Tired of the online dating app scene, I decided to try something different — to use a matchmaking service. I’d considered it several years earlier, but then I met my second husband, making it unnecessary.
Finding outside help for my dating woes
It felt strange to hire an outside service to help me find the right guy. In fact, the whole thing embarrassed me enough that I didn’t even research the various dating services as I’d usually do. I hired the first agency I saw advertised and hoped for the best.
After meeting the first three matches out the six I had purchased, I’d still had no luck. Then I got the call. They had found another potential candidate. My dating concierge told me that he’s quiet, thoughtful, and industrious. A creative individual with lots of personal interests, she explained. He took his time to answer questions and seemed self-reflective, she said.
Another complication — a pandemic to mess things up
The dating agency scheduled the first date, and then the pandemic hit.
My matchmaker contacted me again. “The date is still on, but we’re going to have to do it differently,” she explained. “It’ll be a video conference instead of dinner at a restaurant.”
Shit, I thought. An introvert, I loathe video chat. It’s worse than having to make a phone call. The split-screen bothers me the most. I feel self-conscious and awkward as I watch myself on the monitor.
I’m one of those people who would be happier if mirrors were a thing of the past. I avoid all types of surfaces that reflect my image — storefront windows, decorative glass wall hangings, and blank TV screens.
And there was the added loss of not seeing what this guy was like in person. Now I wouldn’t know what it felt like to be around him. To know if there was any physical chemistry.
At least our date wasn’t canceled, I consoled myself.
Would not being able to meet mess things up?
Not a novice to online dating, I’ve found face-to-face meetings vital. Texting a guy sight unseen has led me to conclude many false assumptions. There are the ‘text-awkward’ men. My late husband was one of those. He failed to understand messaging was similar to having a real-time conversation with another person, only in writing instead of speaking. There’d be long delays between his monosyllabic text messages.
Others have used texting to hide. They post old photos and neglect to mention essential pieces of information. Meeting them in person is discombobulating since they seem nothing like the mental image they helped me to construct.
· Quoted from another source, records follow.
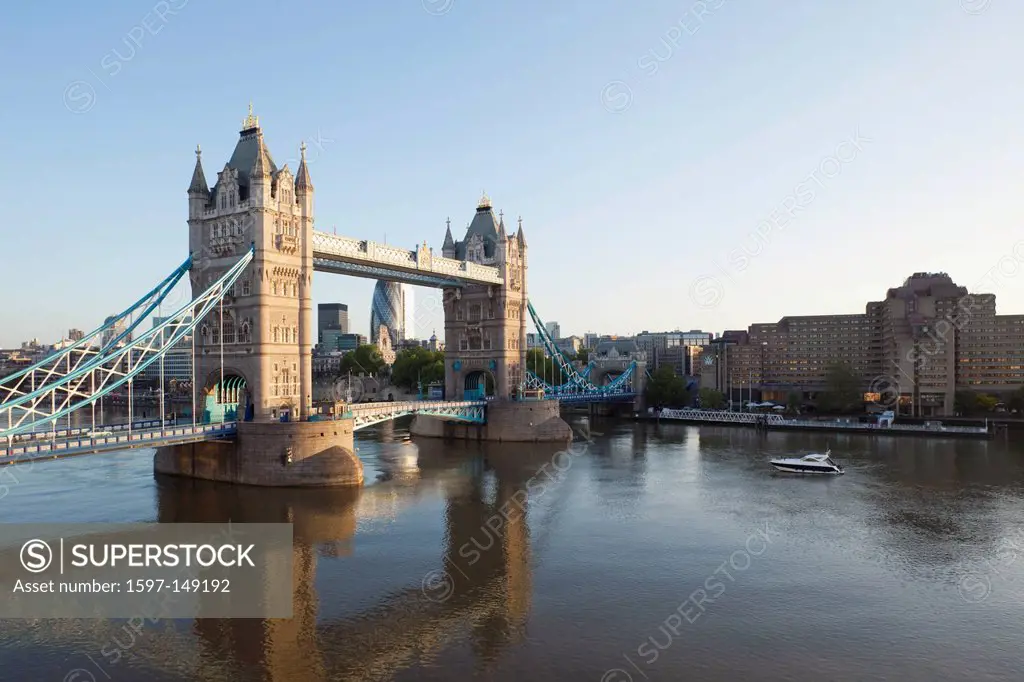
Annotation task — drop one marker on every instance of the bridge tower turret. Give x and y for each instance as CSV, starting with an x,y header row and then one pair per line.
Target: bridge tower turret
x,y
199,190
484,325
262,334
Worried, I wondered if I would know if I’d found a good match — especially since I was paying top dollar for this date and not even getting a free meal out of it. (I know this expectation irks some men as unfair, but it is what it is.)
Discovery of similarities
This guy immediately put me at ease. Although a few years older than me, he was energetic and had a zest for life. No discussion of exes, which was a positive sign. I kept hearing myself say, “Me too!” as we discovered shared interests and similar experiences. In short order, we were laughing about mundane, silly things. Soon two hours had passed, and we ended the call.
It’s been two weeks, and we talk nearly every day. We haven’t met yet since unnecessary interpersonal contact is discouraged due to the current pandemic. Maybe that’s been a good thing. It certainly takes the pressure of sex off the table.
At first, our conversations were general — about what we did that day and our hobbies. Then we discussed our families, friendships, and social connections. As the number of hours increased, I could feel myself relax as the warmth of familiarity grew.
An unlikely match
This guy is different from anyone I’ve ever met. Frankly? He’s not my type. Oh, I don’t mean he’s not good-looking; he’s handsome. I’m referring to something different — an unconscious bias that constitutes the type of guy that attracts me.
The two of us come from very different walks of life. I’m more schooled. The traditional type who keeps everything in its place. Cautious. Some might say even a bit uptight.
He’s hair down, flip-flop casual. He thinks before he speaks, yet is not afraid to take a risk or two. Someone who’s backpacked across Europe without hotel reservations. Unthinkable, in my book.
No, I think we if met at a dating mixer, we would have passed each other by without even a second glance. And yet, underneath the surface, we are alike with similar values, outlook on life, and even future dreams.
Last night he texted me, “You up for a phone call?”
I responded, “Yeah!” despite late hour.
My heart warmed to his reply of “Yay!”
I could hear the sound of excitement and pleasure in his voice as we chatted about our day — the ordinary stuff, like what we got accomplished and such. Both of us found it hard to end the call.
“Talking to you has become a part of my daily wind-down,” he said, to which I smiled.
An odd blessing from the pandemic
The COVID-19 pandemic is creating havoc. Frightening health risks, deaths, job losses, social isolation, and economic instability. I keep the news turned off unable to stomach seeing more bad headlines. It’s weird how something so terrible might be the catalyst for something lovely for me.
I’m proceeding with caution, though, since meeting in person still hasn’t happened. But for the first time in a while, I’m hopeful. COVID-19 has forced me to slow down and to do the harder work first. We’re becoming friends with hopes of something more.